There are a few Left Banke songs I like more than “Walk Away, Renee”, but few are as piercing. I’ve known the song for the better part of two decades now, and only until about a month ago did any of the lyrics make the least bit of sense. It was a rendition performed on Garrison Keillor’s Prairie Home Companion, of all places, that finally laid the words out plainly enough for me to understand. Isn’t it strange how some songs steadfastly deny any glancing contact with scrutability? I simply had no idea what vocalist Steve Martin was saying; his delivery was garbled too badly for me. And apparently I never paid enough attention to the Four Tops’ version.

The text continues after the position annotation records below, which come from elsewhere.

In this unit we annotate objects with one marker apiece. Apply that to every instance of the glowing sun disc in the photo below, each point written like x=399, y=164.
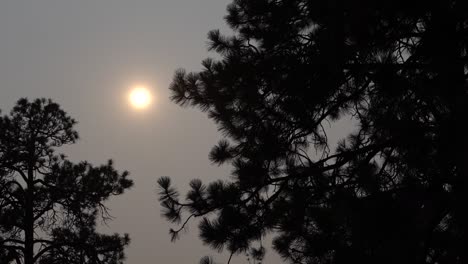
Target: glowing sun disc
x=140, y=98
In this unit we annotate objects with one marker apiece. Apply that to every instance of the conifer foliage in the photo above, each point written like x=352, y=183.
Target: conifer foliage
x=392, y=191
x=49, y=206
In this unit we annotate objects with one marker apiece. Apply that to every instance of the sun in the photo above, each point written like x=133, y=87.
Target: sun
x=140, y=97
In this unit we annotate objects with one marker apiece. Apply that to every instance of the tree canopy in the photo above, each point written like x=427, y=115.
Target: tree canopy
x=49, y=205
x=392, y=191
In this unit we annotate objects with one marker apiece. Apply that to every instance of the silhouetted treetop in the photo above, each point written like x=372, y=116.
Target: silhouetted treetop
x=49, y=205
x=390, y=192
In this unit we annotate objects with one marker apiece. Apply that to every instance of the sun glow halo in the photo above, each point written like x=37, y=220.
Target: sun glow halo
x=140, y=97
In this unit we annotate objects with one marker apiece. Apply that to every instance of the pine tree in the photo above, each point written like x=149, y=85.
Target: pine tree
x=48, y=205
x=392, y=191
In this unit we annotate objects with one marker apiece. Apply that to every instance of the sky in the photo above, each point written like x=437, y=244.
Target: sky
x=86, y=55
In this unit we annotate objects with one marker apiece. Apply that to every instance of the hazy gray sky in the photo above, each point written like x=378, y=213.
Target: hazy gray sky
x=85, y=55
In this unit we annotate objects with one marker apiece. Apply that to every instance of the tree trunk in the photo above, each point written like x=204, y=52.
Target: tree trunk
x=29, y=214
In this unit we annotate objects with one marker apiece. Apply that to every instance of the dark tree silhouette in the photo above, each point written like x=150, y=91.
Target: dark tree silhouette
x=394, y=190
x=48, y=205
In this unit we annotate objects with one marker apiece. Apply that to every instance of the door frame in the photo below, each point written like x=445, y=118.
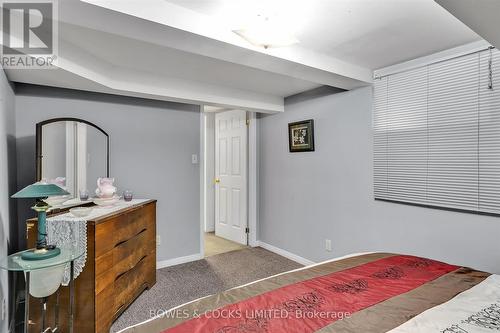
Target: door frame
x=208, y=156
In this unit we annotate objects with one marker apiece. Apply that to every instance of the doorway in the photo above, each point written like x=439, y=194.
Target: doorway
x=227, y=170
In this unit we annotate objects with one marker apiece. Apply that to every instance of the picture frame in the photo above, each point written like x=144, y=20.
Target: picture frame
x=301, y=136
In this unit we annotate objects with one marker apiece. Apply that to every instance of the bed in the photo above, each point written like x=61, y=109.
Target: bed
x=374, y=292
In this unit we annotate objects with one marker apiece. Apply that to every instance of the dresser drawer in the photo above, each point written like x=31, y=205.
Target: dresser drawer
x=131, y=283
x=121, y=228
x=127, y=254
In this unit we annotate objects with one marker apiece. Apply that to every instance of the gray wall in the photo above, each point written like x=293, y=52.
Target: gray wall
x=7, y=183
x=306, y=198
x=151, y=143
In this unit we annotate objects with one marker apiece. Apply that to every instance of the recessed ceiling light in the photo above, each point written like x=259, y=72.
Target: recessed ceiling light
x=266, y=33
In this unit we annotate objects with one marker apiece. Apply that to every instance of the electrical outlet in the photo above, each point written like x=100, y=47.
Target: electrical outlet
x=4, y=309
x=328, y=245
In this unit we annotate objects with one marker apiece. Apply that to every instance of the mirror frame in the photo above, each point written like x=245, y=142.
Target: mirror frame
x=39, y=155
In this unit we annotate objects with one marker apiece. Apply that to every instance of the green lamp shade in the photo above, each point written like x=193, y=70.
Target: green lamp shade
x=40, y=191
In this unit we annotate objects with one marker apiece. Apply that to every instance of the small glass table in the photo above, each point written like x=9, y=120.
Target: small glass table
x=14, y=263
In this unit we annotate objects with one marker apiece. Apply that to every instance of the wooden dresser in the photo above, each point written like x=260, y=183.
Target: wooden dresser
x=121, y=264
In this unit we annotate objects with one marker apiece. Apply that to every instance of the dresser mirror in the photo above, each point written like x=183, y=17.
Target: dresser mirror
x=71, y=152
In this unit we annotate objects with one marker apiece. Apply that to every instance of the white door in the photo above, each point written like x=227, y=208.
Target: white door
x=231, y=175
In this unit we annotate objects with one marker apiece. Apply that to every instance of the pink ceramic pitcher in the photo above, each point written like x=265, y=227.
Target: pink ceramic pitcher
x=105, y=188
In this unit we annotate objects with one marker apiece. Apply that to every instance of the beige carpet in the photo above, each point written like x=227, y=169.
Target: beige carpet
x=179, y=284
x=217, y=245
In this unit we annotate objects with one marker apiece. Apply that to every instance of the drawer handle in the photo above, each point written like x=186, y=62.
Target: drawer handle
x=128, y=270
x=119, y=309
x=137, y=234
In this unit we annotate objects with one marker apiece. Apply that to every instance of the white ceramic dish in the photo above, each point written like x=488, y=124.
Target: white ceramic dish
x=57, y=200
x=105, y=202
x=81, y=211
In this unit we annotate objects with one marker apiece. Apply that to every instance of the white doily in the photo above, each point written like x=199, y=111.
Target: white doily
x=69, y=232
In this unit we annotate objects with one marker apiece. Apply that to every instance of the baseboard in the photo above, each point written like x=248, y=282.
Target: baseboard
x=178, y=261
x=284, y=253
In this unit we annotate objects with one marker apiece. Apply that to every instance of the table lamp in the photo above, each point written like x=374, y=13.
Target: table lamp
x=41, y=191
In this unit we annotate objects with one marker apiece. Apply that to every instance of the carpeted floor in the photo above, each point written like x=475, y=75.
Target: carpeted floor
x=179, y=284
x=217, y=245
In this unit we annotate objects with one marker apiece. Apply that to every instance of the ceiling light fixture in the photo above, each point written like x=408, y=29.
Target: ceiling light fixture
x=267, y=33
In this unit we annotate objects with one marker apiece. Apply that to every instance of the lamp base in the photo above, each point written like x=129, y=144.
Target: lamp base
x=40, y=254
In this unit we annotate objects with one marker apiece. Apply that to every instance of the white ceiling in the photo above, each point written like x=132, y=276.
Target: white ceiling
x=368, y=33
x=185, y=50
x=483, y=16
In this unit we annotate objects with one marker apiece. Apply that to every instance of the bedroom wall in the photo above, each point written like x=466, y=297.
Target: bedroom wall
x=7, y=184
x=306, y=198
x=151, y=143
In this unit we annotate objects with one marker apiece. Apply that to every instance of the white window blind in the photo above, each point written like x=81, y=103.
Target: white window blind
x=437, y=134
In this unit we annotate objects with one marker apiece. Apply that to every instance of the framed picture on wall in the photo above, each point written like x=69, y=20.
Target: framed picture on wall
x=301, y=136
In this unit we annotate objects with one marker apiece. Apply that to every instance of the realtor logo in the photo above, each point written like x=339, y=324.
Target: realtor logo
x=29, y=34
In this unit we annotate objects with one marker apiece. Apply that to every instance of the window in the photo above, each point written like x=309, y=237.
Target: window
x=437, y=134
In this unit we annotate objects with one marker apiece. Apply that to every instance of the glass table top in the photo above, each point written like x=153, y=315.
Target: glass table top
x=15, y=263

Still, I could always understand the chorus, and naturally the weeping strings were obvious enough to get. So it’s always been one of the saddest songs I’ve ever heard. It’s in the same vein as the Four Seasons’ “Dawn (Go Away)”, with the poor boy urging the girl he loves to just pack it in and leave him alone. Ouch, that’s painful. But it’s such a good pain. A nagging pang, tolling loud deep down inside.
And now that I know the lyrics–or now that I’m listening closely enough–what a withering song! What can I say–I love a song that can swoop down from the rafters and make you want to cry just because. A real, down-in-the-gut emotional purge.
Conversely, we have “And Suddenly”, as distant in spirit from “Walk Away, Renee” as you can get. It’s practically an antidote, though if you really want to feel good and awful, you should follow up “Renee” with “Pretty Ballerina”. “And Suddenly” is chirpy and twee, a real pain in the ass unless you’re enjoying a sympathetic stroke of fortune, in which case it’s a soaring and reasonably accurate impression of new love. It could practically be another band.
Whoops. It practically was another band. It was, in fact, lead songwriter Michael Brown with a gaggle of session musicians and another vocalist (Bert Sommer). Brown also wrote “Walk Away, Renee”, the Left Banke’s only real claim to success, and his dad was the band’s producer, so I suppose he naturally felt he was the band. His bandmates did not agree and actively turned their fans away from it. Besides being a crappy thing for Brown to do, it had also been less than a year since “Renee” charted, so he essentially tanked everyone’s careers.
The Left Banke’s entire output (including Brown’s ill-advised alternate “Left Banke”) was made available on Mercury’s 1992 There’s Gonna Be A Storm, but it has since been deleted. It’s well worth giving a listen, if only for noting that, in the ’60s, for every outstanding band like the Lovin’ Spoonful there was a less successful, doomed band like the Left Banke.
Just a bare notch above one-hit wonderdom, the Left Banke could never have survived outside of captivity. But “Walk Away, Renee” and “And Suddenly” are inexpressibly moving.